Towards Agile Certification of AI-Enabled Medical Devices under MDR and the EU AI Act

The increasing use of artificial intelligence (AI) in software as a medical device (SaMD) challenges traditional certification and change control processes under the Medical Device Regulation (MDR). Conventional conformity assessment change management remain largely static and document-centric, while AI-based systems are characterized by rapid, iterative, or even continuous updates including evolving risk profiles, particularly for adaptive and continuously learning AI systems. 
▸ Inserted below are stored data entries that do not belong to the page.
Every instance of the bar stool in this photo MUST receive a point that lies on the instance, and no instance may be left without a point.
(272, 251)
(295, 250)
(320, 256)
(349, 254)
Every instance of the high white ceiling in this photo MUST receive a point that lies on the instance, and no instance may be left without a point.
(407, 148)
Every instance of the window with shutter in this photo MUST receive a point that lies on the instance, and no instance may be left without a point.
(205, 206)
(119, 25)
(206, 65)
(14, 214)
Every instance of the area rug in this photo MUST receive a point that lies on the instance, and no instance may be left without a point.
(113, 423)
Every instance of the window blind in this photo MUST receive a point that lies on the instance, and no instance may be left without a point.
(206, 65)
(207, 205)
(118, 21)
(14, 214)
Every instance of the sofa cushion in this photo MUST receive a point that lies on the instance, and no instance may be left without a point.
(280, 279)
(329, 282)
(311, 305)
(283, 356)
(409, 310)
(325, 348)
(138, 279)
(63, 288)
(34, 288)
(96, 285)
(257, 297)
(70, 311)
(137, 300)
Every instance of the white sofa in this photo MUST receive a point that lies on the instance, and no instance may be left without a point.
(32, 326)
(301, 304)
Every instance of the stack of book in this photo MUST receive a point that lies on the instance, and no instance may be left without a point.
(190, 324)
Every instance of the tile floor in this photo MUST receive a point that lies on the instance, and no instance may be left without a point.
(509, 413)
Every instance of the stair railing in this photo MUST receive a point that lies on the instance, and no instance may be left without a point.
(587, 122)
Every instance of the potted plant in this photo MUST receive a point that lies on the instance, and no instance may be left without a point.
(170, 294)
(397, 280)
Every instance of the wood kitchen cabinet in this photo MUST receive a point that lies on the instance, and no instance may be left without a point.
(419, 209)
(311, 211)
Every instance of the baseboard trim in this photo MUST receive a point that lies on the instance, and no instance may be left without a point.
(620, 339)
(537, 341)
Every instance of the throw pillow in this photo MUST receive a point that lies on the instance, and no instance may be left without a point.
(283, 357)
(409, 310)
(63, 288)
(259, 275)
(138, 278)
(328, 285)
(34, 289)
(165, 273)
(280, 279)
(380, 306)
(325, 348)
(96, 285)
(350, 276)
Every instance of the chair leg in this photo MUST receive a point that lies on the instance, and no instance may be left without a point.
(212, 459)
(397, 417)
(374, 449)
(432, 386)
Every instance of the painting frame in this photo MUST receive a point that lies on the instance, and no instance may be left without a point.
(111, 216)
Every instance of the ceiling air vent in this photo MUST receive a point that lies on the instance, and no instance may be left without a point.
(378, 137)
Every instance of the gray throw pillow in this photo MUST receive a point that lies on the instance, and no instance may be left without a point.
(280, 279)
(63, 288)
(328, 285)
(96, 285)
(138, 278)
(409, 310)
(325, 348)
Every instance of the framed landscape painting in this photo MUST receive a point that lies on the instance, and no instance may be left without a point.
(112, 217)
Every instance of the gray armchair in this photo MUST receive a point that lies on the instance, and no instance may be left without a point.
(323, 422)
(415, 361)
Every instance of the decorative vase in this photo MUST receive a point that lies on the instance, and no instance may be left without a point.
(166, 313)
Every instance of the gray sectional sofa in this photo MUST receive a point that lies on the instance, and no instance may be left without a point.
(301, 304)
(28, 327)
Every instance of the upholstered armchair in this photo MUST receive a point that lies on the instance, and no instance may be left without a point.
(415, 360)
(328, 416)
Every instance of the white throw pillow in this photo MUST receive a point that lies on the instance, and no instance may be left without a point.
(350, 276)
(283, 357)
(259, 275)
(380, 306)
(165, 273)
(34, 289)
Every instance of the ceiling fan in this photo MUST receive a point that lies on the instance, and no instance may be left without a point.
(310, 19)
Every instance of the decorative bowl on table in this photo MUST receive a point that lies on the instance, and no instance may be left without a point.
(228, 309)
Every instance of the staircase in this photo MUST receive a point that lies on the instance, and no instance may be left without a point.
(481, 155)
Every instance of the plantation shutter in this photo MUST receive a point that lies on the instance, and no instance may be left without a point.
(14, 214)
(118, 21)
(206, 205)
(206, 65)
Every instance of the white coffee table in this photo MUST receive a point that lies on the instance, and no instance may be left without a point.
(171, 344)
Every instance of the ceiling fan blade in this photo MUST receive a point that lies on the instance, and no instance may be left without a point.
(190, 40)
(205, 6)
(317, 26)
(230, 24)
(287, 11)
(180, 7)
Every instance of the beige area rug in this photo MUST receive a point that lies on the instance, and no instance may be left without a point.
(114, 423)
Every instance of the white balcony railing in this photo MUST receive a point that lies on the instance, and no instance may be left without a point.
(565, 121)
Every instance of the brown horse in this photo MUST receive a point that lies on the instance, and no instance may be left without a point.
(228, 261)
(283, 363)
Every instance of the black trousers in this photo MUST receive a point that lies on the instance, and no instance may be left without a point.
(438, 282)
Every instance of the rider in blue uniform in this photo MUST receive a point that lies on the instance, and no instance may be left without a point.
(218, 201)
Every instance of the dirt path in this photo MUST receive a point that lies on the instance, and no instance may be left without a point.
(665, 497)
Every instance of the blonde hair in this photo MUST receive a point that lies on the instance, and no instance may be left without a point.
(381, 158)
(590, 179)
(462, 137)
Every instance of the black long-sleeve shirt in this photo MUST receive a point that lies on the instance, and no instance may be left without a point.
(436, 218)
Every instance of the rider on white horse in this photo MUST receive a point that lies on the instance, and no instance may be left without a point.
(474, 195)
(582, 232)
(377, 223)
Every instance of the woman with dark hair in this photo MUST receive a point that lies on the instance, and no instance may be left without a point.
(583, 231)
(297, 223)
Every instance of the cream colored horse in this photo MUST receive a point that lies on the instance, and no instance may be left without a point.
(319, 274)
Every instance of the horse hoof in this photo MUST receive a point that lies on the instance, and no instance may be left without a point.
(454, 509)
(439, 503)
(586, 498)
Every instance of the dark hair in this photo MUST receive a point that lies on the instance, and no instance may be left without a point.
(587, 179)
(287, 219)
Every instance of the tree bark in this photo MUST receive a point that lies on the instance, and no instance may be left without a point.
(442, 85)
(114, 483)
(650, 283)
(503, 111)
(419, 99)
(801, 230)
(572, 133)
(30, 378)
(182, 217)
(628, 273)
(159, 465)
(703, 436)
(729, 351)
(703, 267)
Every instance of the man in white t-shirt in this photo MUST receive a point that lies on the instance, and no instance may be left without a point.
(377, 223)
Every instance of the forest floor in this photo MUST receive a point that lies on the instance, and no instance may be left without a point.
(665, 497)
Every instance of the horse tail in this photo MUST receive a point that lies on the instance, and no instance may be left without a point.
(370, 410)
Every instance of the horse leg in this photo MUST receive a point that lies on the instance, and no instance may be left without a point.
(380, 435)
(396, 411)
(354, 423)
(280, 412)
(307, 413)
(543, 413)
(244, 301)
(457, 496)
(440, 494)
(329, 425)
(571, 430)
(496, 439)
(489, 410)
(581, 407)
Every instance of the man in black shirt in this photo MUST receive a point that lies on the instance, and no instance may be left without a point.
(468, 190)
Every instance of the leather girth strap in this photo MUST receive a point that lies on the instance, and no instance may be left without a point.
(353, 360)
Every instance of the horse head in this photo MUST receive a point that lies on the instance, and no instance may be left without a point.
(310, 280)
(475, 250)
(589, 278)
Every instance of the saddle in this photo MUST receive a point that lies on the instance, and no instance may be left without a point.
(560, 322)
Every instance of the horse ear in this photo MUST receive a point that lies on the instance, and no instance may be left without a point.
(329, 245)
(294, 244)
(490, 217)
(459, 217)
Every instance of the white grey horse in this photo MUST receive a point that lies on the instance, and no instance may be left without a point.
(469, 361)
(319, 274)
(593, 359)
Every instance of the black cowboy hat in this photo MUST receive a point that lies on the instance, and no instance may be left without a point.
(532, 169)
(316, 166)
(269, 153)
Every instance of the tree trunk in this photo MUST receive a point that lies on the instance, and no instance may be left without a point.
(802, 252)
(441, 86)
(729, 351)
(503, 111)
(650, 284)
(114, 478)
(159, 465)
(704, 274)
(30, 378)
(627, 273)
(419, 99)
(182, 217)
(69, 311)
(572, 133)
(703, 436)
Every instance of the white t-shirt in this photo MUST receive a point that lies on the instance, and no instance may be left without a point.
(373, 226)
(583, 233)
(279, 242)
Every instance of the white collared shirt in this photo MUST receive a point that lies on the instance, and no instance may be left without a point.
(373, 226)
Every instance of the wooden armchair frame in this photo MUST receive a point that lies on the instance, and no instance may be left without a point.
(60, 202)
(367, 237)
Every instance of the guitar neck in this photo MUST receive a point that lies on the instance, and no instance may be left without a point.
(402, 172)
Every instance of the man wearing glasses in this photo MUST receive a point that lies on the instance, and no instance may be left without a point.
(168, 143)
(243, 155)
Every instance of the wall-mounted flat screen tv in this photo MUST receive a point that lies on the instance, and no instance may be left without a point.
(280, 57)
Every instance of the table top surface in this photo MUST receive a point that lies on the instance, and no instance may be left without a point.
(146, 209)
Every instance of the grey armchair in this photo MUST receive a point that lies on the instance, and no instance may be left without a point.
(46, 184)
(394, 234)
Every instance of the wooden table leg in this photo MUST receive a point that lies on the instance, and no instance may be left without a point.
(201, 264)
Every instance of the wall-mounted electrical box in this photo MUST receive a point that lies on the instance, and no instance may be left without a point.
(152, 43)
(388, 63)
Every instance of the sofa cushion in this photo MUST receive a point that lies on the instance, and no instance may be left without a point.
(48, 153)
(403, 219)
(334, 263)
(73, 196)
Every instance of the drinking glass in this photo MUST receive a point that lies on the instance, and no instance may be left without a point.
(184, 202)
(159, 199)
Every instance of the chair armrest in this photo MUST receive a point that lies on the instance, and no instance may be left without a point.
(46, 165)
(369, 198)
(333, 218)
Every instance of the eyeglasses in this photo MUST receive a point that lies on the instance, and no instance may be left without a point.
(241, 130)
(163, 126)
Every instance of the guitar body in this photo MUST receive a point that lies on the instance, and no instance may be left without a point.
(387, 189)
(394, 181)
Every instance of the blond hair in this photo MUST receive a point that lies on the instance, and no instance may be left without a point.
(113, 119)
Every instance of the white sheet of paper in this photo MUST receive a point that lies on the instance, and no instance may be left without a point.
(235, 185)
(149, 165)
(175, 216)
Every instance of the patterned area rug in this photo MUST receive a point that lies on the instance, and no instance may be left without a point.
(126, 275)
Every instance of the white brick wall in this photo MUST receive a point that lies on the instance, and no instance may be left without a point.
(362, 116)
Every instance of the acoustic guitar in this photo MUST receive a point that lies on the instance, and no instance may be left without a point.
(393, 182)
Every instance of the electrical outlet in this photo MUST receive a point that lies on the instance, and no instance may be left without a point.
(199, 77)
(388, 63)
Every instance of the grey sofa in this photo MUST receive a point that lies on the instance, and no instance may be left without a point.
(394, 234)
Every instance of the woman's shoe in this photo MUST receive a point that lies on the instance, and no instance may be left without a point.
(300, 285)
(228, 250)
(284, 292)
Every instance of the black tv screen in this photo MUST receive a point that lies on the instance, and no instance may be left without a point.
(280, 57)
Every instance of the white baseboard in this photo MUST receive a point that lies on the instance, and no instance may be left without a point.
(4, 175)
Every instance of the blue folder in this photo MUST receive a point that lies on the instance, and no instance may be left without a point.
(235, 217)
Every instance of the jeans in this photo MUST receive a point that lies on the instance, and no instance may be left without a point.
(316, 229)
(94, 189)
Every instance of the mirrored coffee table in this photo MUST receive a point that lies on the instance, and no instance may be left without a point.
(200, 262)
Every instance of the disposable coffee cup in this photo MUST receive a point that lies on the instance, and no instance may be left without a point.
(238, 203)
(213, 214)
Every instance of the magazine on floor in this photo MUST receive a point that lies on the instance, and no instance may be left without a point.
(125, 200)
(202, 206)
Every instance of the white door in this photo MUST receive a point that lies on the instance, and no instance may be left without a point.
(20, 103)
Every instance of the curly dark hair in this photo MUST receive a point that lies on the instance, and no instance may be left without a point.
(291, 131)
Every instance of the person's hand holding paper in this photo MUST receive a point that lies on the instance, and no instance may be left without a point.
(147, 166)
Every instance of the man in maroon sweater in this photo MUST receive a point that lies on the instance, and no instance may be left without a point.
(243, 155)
This presentation positions continuous and structured communication between manufacturers and notified bodies as the core element of an agile certification process for AI-enabled medical devices. Instead of treating certification as a series of isolated assessment events, the proposed approach emphasizes an ongoing regulatory dialogue throughout the AI system’s lifecycle. Comprehensive AI risk management serves as a central anchor of this dialogue, enabling a shared understanding of the AI system, its intended use, performance limitations, AI-specific hazards, risk–benefit considerations, and appropriate risk mitigation measures. 

However, risk management is currently an area with great uncertainty and divergence of expectations, particularly for AI-based SaMD. Differing interpretations of AI risks, model behavior, data-related hazards, and acceptable controls frequently lead to delays and unpredictable assessment of outcomes. These challenges are further intensified by the EU Artificial Intelligence Act (AI Act), which introduces binding requirements for AI-specific risk management and expands regulatory oversight beyond established medical device safety concepts.  

The presentation discusses how an agile certification model, built on continuous communication, structured AI description and risk management, predefined change plans, and transparent handling of substantial changes enables timely updates while maintaining safety, trust, and regulatory predictability.